Home Hacking News Don’t Log In to WordPress via Open WiFi or Your Blog Could Get Hijacked

Don’t Log In to WordPress via Open WiFi or Your Blog Could Get Hijacked

by Unallocated Author

This was discovered after a staff techie over at the Electronic Frontier Foundation, Yan Zhu, noticed that the WordPress servers were sending an important browser cookie in plain text, without any type of encryption layer. While this may seem like common security practice, it looks like this may have slipped through the cracks at WordPress.

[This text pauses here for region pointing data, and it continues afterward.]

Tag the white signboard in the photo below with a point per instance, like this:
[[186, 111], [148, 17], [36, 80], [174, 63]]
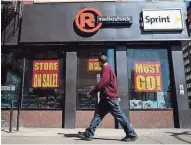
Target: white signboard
[[162, 19]]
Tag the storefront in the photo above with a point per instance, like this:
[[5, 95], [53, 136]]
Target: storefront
[[60, 45]]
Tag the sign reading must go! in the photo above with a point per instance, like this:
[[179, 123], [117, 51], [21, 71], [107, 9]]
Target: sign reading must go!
[[45, 74], [147, 77]]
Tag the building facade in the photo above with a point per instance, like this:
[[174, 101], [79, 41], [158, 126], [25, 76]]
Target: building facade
[[53, 63], [187, 55]]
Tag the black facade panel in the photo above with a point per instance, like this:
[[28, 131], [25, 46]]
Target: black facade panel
[[50, 23], [182, 108], [70, 95]]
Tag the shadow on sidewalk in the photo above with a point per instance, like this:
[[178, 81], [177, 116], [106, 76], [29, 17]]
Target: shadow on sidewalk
[[79, 138], [177, 136]]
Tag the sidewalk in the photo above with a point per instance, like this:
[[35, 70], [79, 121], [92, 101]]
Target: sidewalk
[[103, 136]]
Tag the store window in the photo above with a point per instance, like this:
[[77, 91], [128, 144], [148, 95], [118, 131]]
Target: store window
[[149, 82], [88, 75], [11, 76], [44, 80]]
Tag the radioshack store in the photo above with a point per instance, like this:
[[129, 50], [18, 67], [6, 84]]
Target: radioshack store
[[59, 47]]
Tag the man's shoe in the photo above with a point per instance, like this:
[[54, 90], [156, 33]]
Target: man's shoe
[[84, 136], [129, 138]]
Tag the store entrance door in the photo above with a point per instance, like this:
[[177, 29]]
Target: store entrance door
[[88, 75]]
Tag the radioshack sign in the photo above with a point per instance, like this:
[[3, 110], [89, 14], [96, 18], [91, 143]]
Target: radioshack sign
[[164, 19]]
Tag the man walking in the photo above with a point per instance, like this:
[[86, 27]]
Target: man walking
[[109, 103]]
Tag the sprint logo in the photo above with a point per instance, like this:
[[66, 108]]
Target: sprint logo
[[177, 20]]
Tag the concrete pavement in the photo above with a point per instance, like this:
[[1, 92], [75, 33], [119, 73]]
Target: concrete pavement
[[103, 136]]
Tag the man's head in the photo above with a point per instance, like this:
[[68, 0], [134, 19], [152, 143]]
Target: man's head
[[103, 60]]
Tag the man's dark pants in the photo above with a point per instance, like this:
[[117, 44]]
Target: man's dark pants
[[104, 107]]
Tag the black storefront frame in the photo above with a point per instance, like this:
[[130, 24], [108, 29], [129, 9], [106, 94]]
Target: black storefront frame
[[71, 53]]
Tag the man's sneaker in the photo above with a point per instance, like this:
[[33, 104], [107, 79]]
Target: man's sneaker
[[129, 138], [85, 136]]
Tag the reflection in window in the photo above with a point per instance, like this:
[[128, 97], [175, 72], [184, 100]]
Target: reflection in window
[[11, 75], [149, 83]]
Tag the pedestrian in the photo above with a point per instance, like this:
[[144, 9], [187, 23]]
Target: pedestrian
[[109, 103]]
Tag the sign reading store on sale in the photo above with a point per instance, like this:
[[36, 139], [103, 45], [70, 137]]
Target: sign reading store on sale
[[45, 74], [164, 19], [147, 76]]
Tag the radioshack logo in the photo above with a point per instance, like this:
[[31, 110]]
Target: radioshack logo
[[86, 20], [165, 19], [90, 20]]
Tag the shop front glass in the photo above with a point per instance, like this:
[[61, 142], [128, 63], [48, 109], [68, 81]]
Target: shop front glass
[[11, 79], [44, 80], [149, 82]]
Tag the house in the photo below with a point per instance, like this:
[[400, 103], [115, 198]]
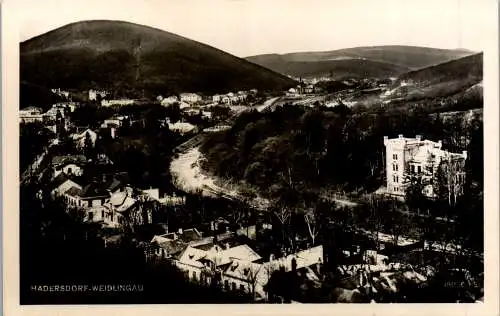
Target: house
[[70, 106], [164, 245], [31, 114], [309, 89], [182, 127], [61, 93], [93, 195], [200, 264], [81, 139], [118, 102], [172, 200], [114, 121], [226, 99], [129, 207], [190, 97], [94, 94], [216, 98], [61, 184], [239, 266], [51, 114], [70, 165], [170, 100], [421, 158], [69, 168]]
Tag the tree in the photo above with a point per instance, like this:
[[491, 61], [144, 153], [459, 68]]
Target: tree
[[88, 145], [313, 224], [174, 113], [250, 273], [283, 214]]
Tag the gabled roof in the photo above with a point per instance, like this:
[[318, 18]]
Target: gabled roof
[[172, 247], [74, 191], [32, 108], [57, 181], [94, 190], [126, 205], [241, 252], [191, 256], [76, 159], [189, 235]]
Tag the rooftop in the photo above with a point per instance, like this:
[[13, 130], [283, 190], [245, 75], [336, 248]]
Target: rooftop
[[76, 159]]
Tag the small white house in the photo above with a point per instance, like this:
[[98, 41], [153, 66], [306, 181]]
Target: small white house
[[80, 139], [191, 97], [31, 114], [216, 98], [182, 127], [169, 100]]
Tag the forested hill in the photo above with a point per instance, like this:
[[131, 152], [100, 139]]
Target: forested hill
[[372, 61], [313, 149], [132, 59]]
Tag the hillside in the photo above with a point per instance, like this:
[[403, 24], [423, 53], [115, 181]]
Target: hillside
[[130, 58], [339, 69], [39, 96], [398, 57], [466, 67], [441, 80]]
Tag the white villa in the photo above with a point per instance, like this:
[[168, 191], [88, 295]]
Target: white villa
[[31, 114], [422, 157]]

The cookie that Zhu refers to comes with the tag “wordpress_logged_in” and is set once a user fills in a valid WordPress user name and password. This means that the individual gains access to private messages, updates and the dashboard for the owner’s blog if the cookie is stolen.

If this particular cookie is transmitted without encryption, then it can easily be intercepted and hijackers can gain access to the WordPress blogs, post messages, delete content, change things however they want. The one thing that wasn’t possible was to change passwords, since that is dependable on another cookie that is actually encrypted.

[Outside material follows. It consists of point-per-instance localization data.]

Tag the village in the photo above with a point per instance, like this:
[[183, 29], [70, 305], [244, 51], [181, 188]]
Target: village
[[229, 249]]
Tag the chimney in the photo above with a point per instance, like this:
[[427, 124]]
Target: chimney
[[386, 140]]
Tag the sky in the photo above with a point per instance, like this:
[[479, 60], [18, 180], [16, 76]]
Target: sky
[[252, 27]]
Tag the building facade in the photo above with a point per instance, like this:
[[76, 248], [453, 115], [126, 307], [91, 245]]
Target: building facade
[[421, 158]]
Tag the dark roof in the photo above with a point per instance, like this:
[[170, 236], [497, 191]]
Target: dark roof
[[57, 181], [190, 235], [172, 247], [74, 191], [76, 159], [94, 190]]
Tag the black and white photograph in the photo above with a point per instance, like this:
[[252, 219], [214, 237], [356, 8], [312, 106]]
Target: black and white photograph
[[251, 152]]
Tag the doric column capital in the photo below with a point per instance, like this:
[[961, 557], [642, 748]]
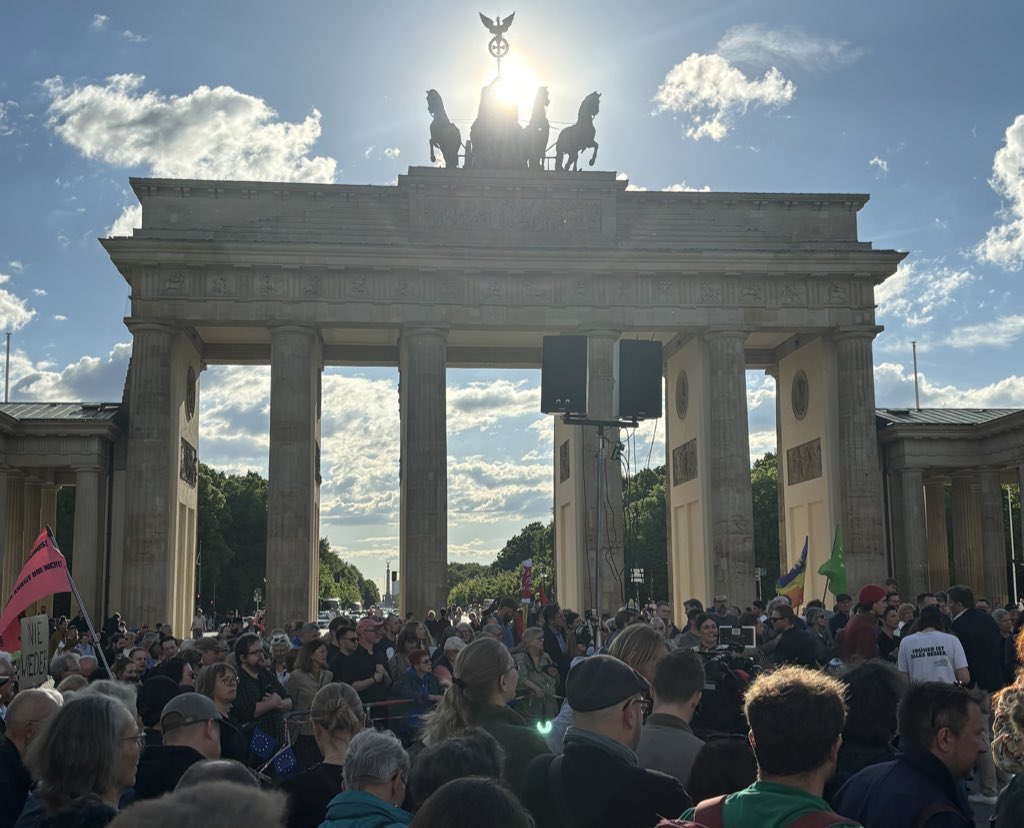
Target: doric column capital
[[731, 333], [847, 334], [142, 327], [424, 330]]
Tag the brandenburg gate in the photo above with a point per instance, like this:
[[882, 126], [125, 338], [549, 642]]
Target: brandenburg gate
[[472, 268]]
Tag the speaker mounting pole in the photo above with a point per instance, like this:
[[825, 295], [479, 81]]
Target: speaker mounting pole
[[602, 464]]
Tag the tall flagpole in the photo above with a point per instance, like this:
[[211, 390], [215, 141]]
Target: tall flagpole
[[85, 612]]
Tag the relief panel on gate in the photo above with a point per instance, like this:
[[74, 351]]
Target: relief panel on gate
[[803, 463], [684, 463]]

Zhu has really managed to do all these things. She grabbed the cookie from her own account like a hacker would, pasted it into a new browser profile and went to WordPress where she wasn’t even prompted to log in, despite the fact that two-factor authentication was enabled for the account.

WordPress admitted to the security problem and promised an update in the near future. However, the company mentioned that the cookie could only be used until it expired. Considering that it actually remains valid for three years, that’s not really a solution.

As mentioned, a fix for the issue will be included in the next WordPress update. Thankfully, however, WordPress sites that are hosted individually on a server with HTTPS support are not vulnerable as long as the added security layer is enabled for each page.

Either way, everyone should refrain from accessing WordPress accounts via open WiFi spots.

This is a serious security vulnerability for WordPress and if someone meant to do harm, this would be easy. It’s surprising that this issue was overlooked by the team at WordPress, especially since encryption has been a particularly hot topic in recent months, mostly due to the NSA scandal.